The movie tells the story of a military dance troupe during the Cultural Revolution and China’s brief border war with Vietnam.
Ticket sales and promotion for the movie were already under way.
Wang Zhonglei, president of Huayi Brothers Media, one of the movie’s backers, confirmed the film would not be screened during the National Day holidays.
Neither Feng’s studio nor Huayi Brothers gave a reason for the last-minute change.
Phone calls to the State Administration of Press, Publication, Radio, Film and Television, the agency overseeing the movie industry in China, went unanswered on Sunday.
A movie industry source said the film touched on many sensitive topics and the authorities did not want it aired right before the Communist Party gathered for its five-yearly national congress next month.
The congress is scheduled to start on October 18 and usher in a change of leadership at the top.
To ensure a smooth transition, the authorities will bar sensitive issues from the media, prevent protesters from entering Beijing, and shut down dozens of factories near the capital to minimise pollution.
China’s big and small screens have been flooded over the years with productions about the country’s wars with Japan in the 1930s and 1940s, but there are few about the Sino-Vietnamese conflict.
Veterans have also repeatedly staged protests in Beijing over the past couple of years, demanding compensation from the government and better social welfare.

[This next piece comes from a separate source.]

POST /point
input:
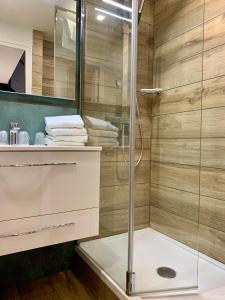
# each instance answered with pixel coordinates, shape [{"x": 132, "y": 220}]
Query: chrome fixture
[{"x": 151, "y": 91}]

Dubbed the Steven Spielberg of China, Feng, 60, reportedly told his production team that he wanted Youth to be a tribute to the soldiers who fought in the border conflict.
“What I am trying to tell the audience is absolutely not about the power of war. I will not praise war. I want the audience to see the cruelty of war,” Dazhong Daily quoted Feng as saying on Friday.
Feng had reportedly given out 10,000 tickets to the movie, urging young people to see Youth with their parents. He hoped young people would not forget the lessons of history, learning to treasure peace and to understand their parents, Feng said on his microblog on Wednesday.
The movie’s withdrawal makes it two years in a row that one of Feng’s films has been pulled from screens for the National Day holidays. I Am Not Madame Bovary, a movie about petitioning in China, was withdrawn at the same time last year before being released in November.